A few weeks after President Arvind Gupta unexpectedly resigned, our elected student representatives released a statement regarding their stance on the matter. The statement received both praise and criticism.

“I’ve received three emails in response to the statement -- one disagreeing with the statement, one agreeing with the statement and one just with some clarifying questions,” said AMS President Aaron Bailey.

Some of the criticism came from the notion that the AMS should have taken a stronger stance on the controversies. However, the AMS stands by the belief that it was premature to call for dramatic change such as the resignation of the Board of Governors chair, John Montalbano.

“The intent of the statement was to… [put] events into perspective and really look to the information that we [and students] had about the situation rather than going off of different claims,” said AMS VP Academic and University Affairs Jenna Omassi.

While the statement ultimately did not call for Montalbano to resign, he has temporarily stepped down from his position. The investigation that prompted other groups to call for his resignation has yet to be completed.

One point dealt directly with the discussion around board transparency.

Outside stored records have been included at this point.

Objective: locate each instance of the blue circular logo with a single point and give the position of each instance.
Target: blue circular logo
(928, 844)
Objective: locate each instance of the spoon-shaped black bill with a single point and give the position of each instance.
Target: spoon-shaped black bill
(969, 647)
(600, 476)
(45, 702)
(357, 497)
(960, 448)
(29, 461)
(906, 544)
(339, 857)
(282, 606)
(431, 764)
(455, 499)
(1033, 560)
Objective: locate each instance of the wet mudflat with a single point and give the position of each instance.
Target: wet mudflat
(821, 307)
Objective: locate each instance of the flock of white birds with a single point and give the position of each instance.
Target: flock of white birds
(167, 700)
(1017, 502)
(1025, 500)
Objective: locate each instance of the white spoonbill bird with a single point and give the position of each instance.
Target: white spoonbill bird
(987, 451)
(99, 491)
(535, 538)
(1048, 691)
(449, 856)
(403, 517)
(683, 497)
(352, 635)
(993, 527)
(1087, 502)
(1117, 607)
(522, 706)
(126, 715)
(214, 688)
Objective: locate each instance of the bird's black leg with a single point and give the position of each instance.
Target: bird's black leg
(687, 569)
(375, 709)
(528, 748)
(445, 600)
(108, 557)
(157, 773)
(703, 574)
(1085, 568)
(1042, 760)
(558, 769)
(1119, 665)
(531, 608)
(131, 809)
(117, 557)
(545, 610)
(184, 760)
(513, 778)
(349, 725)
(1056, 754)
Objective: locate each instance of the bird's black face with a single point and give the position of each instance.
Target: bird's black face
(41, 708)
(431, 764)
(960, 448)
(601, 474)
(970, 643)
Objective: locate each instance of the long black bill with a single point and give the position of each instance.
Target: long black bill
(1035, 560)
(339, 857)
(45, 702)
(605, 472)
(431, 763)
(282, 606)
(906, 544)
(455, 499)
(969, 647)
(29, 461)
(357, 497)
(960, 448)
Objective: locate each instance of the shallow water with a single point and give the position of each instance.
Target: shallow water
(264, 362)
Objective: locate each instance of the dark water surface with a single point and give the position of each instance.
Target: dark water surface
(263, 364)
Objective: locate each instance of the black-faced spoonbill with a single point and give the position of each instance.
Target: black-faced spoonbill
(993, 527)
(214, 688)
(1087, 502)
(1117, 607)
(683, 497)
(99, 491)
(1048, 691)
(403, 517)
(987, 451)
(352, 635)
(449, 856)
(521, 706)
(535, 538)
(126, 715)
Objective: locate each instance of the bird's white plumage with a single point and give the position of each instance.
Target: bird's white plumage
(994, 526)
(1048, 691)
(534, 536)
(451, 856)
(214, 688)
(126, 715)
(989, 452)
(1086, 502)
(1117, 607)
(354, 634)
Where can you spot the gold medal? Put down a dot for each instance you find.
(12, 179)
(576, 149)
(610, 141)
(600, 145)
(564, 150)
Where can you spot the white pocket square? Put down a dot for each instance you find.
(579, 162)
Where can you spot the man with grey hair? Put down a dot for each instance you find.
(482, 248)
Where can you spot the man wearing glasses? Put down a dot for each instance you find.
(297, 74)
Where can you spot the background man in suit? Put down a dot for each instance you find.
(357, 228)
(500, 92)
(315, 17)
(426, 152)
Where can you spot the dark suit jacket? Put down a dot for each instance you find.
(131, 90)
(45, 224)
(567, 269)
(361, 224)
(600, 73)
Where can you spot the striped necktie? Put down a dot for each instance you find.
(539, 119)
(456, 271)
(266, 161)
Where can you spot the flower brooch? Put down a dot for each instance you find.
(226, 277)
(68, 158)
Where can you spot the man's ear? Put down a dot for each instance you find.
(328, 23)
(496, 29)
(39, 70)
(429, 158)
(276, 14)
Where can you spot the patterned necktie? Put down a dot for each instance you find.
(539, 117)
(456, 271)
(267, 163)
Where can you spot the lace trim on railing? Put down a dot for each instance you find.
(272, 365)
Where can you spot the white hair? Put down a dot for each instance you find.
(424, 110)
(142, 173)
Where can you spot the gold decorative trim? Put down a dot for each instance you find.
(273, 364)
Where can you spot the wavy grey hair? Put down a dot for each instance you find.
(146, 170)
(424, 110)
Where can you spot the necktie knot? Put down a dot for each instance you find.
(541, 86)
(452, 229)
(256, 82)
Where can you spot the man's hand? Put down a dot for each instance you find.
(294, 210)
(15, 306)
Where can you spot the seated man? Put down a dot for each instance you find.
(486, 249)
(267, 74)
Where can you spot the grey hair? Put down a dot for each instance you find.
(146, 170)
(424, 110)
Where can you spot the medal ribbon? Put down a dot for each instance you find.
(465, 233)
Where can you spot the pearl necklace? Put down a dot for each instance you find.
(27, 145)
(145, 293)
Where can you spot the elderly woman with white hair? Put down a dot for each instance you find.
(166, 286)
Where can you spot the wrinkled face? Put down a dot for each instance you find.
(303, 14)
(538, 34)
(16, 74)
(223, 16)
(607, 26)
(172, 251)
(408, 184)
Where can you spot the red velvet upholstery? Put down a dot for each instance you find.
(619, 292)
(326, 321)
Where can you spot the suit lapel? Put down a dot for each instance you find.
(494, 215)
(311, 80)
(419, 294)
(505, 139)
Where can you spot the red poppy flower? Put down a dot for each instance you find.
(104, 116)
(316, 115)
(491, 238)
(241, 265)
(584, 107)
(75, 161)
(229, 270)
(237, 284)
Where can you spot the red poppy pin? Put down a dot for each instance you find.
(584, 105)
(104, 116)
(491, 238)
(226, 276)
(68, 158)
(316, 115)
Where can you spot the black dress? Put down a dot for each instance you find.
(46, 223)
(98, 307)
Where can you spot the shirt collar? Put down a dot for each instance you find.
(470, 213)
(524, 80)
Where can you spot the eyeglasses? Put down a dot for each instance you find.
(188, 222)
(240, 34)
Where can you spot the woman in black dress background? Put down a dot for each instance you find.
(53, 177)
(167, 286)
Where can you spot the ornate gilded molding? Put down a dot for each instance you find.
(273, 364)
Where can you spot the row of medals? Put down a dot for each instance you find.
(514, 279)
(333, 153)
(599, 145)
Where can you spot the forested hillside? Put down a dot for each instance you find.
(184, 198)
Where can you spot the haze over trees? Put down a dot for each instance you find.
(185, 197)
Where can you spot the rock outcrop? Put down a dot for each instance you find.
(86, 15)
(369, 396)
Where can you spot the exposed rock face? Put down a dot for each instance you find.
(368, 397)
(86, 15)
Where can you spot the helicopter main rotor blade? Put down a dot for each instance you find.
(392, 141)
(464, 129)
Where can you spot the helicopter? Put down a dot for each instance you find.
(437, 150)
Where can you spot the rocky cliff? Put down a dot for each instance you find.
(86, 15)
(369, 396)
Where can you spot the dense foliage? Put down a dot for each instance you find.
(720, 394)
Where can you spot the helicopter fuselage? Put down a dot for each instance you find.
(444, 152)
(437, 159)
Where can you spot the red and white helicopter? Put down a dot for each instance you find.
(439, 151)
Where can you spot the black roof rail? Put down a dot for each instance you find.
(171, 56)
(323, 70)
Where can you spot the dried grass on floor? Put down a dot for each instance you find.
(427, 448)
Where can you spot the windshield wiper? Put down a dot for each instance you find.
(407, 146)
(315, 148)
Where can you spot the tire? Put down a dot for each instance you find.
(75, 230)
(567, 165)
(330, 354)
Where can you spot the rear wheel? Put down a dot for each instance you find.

The statement reads that the AMS “will continue to work towards improved transparency and representation of the student voice” in terms of the board.

“I’m in a lot of conversations naturally with the people who are designing the search committee and what that’s going to look like,” said Bailey when asked whether this point was a symbolic gesture or reflective of active processes. “[Something] I’ve been advocating for is this can't just be what it was last time where it’s behind closed doors… we need to turn this into a public search.”

However, according to a recent Senate report, the procedures in which our 13th president was selected will remain largely the same.

Still, Bailey says that the AMS is trying to remind the student representatives on the board that “every time you see something that really could be open, transparent or welcome the public, but there’s a conversation going on about whether that’s the case -- go on the side of students.”

“You can talk about the AMS and transparency, the GSS and transparency… that comes up every year -- I know, I was Oversight chair last year -- and so I think that’s something everyone continually strives for and definitely now is a time to sit down and review and relax,” said Veronica Knott, student representative on the Board of Governors.

Although Omassi notes that it would be problematic to suggest that everything should be open when the AMS itself has closed sessions, she also said that “in specific discussions and processes, we are pushing... a really good example is international tuition.”

The statement also recommended that media groups and other members of the campus community avoid speaking on behalf of the student body as a whole. When asked about this, Bailey noted that this mainly regarded media outlets making claims such as “students thought” X.

“Obviously we aren’t the sole voice for students. I would never tell a student, ‘Oh, you can't have you opinion heard. You can't speak to the media,” said Bailey. “But when people make sweeping generalizations for the student body, that’s kind of irksome because that eliminates voices.”